Overall, the mussel survey was a success. We recovered mussels from 90% of the sites and survival was over 78%. The most abundant organic contaminants measured were PAHs, PCBs, PBDEs, and DDTs. PAHs and PCBs were detected in mussels from every site, and the concentrations were significantly higher in Puget Sound’s most urbanized areas, as measured both by municipal land-use classification (i.e., cities and unincorporated-UGAs) and by the percent of impervious surface in upland watersheds adjacent to the nearshore (Table 3). Although lower in overall concentration, PBDEs and DDTs followed a similar pattern. In addition, most of these organic contaminants were elevated in areas near marinas and ferry terminals. The other organic contaminants were detected in mussels at only a few study sites and at low levels. Five of the six metals (lead was the exception) were found in mussels from all the study sites, though their concentrations were relatively low. Though zinc and lead were the only two metals that were significantly related to land-use in our testing, our power to detect differences in most of the metals (mercury, arsenic, cadmium, copper and lead) was often low.

These findings suggest toxic contaminants are entering the nearshore food web of the greater Puget Sound, especially along shorelines adjacent to highly urbanized areas. Based on the results of this survey and a number of power analyses, WDFW recommends the following:

  1. To identify the major sources of contamination into the greater Puget Sound, and to better understand temporal trends and mechanisms, we recommend a) long-term nearshore mussel monitoring, and b) incorporation of our findings with other SAM monitoring studies.
  2. In order to improve our ability to identify patterns and track changes in nearshore contamination SAM should relocate some of the mussel sites to better cover of the full spectrum of urbanization in Puget Sound. To accomplish this, SAM could introduce substrata into the GRTS model used to assign sites, utilizing mean impervious surface in nearshore watersheds to delineate the substrata. Depending on the number of substrata (three to four), between five to 10 sites would be required per substratum (20-40 sites total) to give sufficient power to detect changes in nearshore contamination in the future.
  3. Once the new sites are selected, all of the mussel sites should become permanent SAM nearshore sites (i.e., index sites) to be revisited and resampled in future surveys for time trend analyses.
  4. Considering the low power to detect differences in some of the metals during this first round of monitoring, SAM should commission a literature review of the efficacy of using mussels to detect changes in different types of metals and either drop or retain them from the list as appropriate.
  5. Given recent evidence of contaminants of emerging concern (CECs) in Puget Sound fish (Peck et al., 2011, Johnson et al., 2008; Fiest et al., 2011), we recommend adding some CECs to the list of contaminants analyzed.
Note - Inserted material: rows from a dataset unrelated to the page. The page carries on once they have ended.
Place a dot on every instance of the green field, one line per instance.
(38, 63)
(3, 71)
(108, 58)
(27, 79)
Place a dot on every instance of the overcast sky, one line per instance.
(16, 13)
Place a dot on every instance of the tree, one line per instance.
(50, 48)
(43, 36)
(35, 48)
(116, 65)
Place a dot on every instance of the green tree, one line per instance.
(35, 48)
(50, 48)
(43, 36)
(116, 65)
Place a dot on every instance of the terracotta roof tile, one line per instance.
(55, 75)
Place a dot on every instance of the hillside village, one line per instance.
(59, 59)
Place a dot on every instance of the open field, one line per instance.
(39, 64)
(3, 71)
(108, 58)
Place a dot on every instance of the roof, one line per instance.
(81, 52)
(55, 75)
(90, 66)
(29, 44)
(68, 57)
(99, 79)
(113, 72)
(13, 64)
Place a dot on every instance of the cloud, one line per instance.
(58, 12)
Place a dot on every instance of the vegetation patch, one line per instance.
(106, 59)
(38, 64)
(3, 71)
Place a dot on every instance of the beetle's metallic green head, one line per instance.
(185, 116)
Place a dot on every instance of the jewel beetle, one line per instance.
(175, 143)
We further recommend seeking guidance from PSEMP’s Toxics Workgroup on which stormwater-related CECs are relevant to the Puget Sound and measurable via current methods.

The success of this large-scale, field-intensive monitoring study was due in large part to lessons learned from a separate WDFW pilot study using caged mussels (37TLanksbury et al., 201437T), expertise gained from the National Status and Trends’ 37TMussel Watch Program37T, and the hundreds of hours of help from many citizen science volunteers. We recommend WDFW be retained to continue the SAM Mussel Monitoring program, and that volunteers continue to be utilized for this monitoring. In addition, partner groups sponsored a number of additional sites (25) to this study, including many locations outside the UGA, where SAM had no sites. These sponsors brought a benefit to SAM Mussel Monitoring by allowing for additional comparisons between UGAs and non-UGAs in this first survey.